The trouble with ‘hold’ luggage (apart from its weight, unwieldiness and the extortionate fee demanded for its carriage) is the delay between landing and the baggage carousel cranking into life. It’s like waiting for Godot, worrying that your entire wardrobe has been diverted to Schipol. Suddenly, with an arthritic groan it grinds into gear and the conveyor belt starts moving. This is your penalty for checking it in anxiously early, (first case in, last one out.) Eventually you spot it sailing by and have to fling yourself upon it like a prop forward on a rugby ball. It has not been tenderly treated. There were footprints on mine on the return flight from New York. The disadvantage of being burdened with large luggage is negotiating stairs and escalators. For this you need a man. In the absence of one of your own, any man will do. I find that adopting an air of vague helplessness inspires the Sir Galahad in the most unlikely candidates. Chivalry is not dead.
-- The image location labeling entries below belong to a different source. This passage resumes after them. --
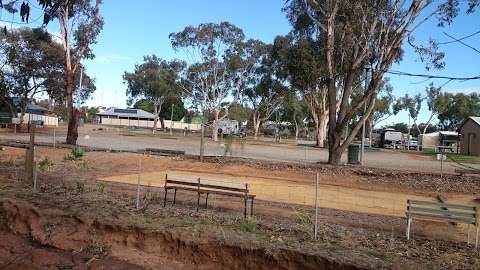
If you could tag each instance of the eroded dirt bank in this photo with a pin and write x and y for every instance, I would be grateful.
(73, 242)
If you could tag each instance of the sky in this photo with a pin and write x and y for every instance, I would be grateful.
(134, 30)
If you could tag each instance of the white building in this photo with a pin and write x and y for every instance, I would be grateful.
(138, 118)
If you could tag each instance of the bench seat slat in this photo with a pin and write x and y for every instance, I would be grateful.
(442, 218)
(447, 205)
(241, 195)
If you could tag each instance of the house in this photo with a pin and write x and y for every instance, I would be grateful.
(438, 139)
(470, 136)
(40, 114)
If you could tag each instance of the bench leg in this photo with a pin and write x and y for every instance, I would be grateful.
(468, 234)
(245, 211)
(409, 225)
(251, 207)
(165, 198)
(476, 238)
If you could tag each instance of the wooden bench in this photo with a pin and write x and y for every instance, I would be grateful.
(467, 171)
(206, 186)
(438, 211)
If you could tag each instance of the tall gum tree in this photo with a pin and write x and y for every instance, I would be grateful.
(155, 80)
(213, 74)
(356, 34)
(302, 67)
(80, 24)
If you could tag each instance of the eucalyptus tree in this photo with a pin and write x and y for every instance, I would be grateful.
(31, 63)
(412, 105)
(80, 23)
(357, 34)
(156, 81)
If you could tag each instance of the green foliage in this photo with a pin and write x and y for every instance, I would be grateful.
(154, 80)
(45, 164)
(249, 226)
(457, 107)
(238, 112)
(80, 186)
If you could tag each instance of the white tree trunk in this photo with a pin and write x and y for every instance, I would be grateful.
(215, 126)
(322, 130)
(296, 128)
(256, 126)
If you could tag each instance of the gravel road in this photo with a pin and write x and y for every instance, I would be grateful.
(265, 151)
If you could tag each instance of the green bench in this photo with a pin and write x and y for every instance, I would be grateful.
(437, 211)
(467, 171)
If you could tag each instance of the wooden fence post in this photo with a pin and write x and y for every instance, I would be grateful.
(29, 155)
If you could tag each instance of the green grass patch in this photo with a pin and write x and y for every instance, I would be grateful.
(454, 157)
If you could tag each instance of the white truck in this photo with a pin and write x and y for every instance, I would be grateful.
(228, 127)
(390, 138)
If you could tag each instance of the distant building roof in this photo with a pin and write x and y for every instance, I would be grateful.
(129, 113)
(475, 119)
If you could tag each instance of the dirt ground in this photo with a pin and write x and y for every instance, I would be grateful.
(361, 209)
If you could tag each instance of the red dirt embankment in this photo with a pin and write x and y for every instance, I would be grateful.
(125, 247)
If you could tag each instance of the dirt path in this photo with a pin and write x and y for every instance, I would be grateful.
(282, 190)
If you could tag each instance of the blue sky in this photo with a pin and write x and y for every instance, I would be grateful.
(134, 30)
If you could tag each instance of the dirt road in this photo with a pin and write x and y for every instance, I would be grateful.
(284, 190)
(283, 152)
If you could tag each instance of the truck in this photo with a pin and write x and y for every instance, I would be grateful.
(229, 127)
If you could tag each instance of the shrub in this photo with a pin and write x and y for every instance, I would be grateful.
(45, 164)
(75, 154)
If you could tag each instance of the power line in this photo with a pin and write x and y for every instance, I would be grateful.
(402, 73)
(462, 38)
(461, 42)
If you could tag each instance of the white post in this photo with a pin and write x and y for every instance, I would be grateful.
(441, 162)
(409, 223)
(476, 237)
(138, 183)
(316, 206)
(54, 138)
(34, 177)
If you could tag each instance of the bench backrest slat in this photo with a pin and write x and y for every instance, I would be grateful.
(455, 212)
(206, 184)
(439, 204)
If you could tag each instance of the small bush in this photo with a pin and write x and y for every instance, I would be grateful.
(80, 187)
(249, 226)
(75, 154)
(45, 165)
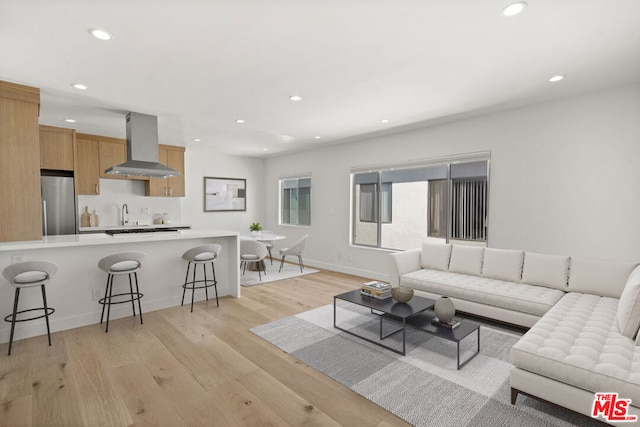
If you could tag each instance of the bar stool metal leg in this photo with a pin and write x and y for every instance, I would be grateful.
(13, 318)
(138, 295)
(184, 288)
(109, 302)
(46, 312)
(133, 302)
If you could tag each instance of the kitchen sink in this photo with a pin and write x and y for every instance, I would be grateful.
(141, 230)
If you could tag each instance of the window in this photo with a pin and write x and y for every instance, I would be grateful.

The only way to travel is first class with a pyramid of Louis Vuitton luggage, a matching flunkey, a cashmere pashmina and a large pair of sunglasses. (Memo to self – do the lottery this weekend.) Failing a big win, that’ll be me at the airport, going through security like Dick Whittington with a spotted bundle on a stick.

Yet despair not. For us short-haul, cattle-class passengers a single ray of hope pierces the gloomy skies. I’ve just discovered that Easyjet and Ryanair AREN’T members of IATA.